Die Kirche St. Marien ist besonders für ihre reiche Ausstattung bekannt. Der hölzerne Hochaltar wurde um 1720 vom Berliner Baudirektor Christian Rudolph Stoldt entworfen. Die heutige Orgel wurde um 1770 vom Orgelbauer Paul Schmidt errichtet, doch davon ist nur noch die Verzierung erhalten. Die Orgel selbst wurde immer wieder restauriert und ausgetauscht, zuletzt 1938 durch die Firma Sauer aus Frankfurt/ Oder.

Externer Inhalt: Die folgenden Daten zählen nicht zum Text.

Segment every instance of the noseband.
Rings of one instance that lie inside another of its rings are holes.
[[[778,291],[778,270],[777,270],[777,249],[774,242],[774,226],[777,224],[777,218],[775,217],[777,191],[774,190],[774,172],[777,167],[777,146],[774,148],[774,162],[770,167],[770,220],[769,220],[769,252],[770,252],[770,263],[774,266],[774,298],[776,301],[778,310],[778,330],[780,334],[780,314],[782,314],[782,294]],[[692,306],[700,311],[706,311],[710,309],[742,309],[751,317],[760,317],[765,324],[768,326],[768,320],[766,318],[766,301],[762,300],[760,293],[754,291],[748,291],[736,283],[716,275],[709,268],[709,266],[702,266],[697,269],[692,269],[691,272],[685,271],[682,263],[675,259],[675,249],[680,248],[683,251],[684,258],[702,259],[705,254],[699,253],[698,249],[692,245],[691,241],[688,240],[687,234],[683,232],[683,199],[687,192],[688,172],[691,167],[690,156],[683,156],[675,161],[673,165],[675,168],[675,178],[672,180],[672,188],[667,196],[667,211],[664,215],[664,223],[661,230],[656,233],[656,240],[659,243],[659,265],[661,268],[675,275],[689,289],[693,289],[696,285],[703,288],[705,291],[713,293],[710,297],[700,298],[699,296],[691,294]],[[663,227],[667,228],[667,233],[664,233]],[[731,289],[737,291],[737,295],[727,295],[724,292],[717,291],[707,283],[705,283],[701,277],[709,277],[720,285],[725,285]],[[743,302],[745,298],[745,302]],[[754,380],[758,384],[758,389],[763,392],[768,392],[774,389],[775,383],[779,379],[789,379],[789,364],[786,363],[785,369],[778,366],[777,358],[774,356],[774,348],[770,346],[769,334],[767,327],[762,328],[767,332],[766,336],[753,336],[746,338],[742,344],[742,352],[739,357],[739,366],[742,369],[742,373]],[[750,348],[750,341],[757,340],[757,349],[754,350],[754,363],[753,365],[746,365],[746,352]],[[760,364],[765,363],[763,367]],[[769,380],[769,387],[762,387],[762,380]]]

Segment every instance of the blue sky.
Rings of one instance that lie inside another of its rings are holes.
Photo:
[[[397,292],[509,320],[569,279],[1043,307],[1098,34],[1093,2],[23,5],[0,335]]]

Im nördlichen Quergang steht hingegen der ehemalige Hochaltar der Nicolaikirche, der im 15. Jahrhundert in Rostock geschnitzt wurde.

Ein Blick nach oben zeigt das historische Sterngewölbe, das von der zentralen Vierung in die Seitengewölbe reicht.

Ein wahres Kunstwerk ist auch die Kanzel der Kirche, die um 1574 vermutlich vom aus Antwerpen stammenden Bildhauer Rudolf Stockmann geschaffen wurde. Der Schalldeckel wurde jedoch erst im Jahr 1723 angebaut.

In der Kirche zu bewundern sind auch die zwei ältesten Glocken, die bereits 1300 bzw. 1409 gegossen worden sind.

Nachdem ich die Kirche wieder verlassen habe, schaue ich mir noch die Skulpturen auf dem Kirchenvorplatz an.

Schließlich lande ich auf der Langen Straße, die bereits seit 1979 als Gesamtwerk unter Denkmalschutz steht.

Dieser kleine Stadtrundgang endet schließlich am Modell der Altstadt von Rostock, in dessen Mitte noch einmal die Kirche St. Marien zu sehen ist.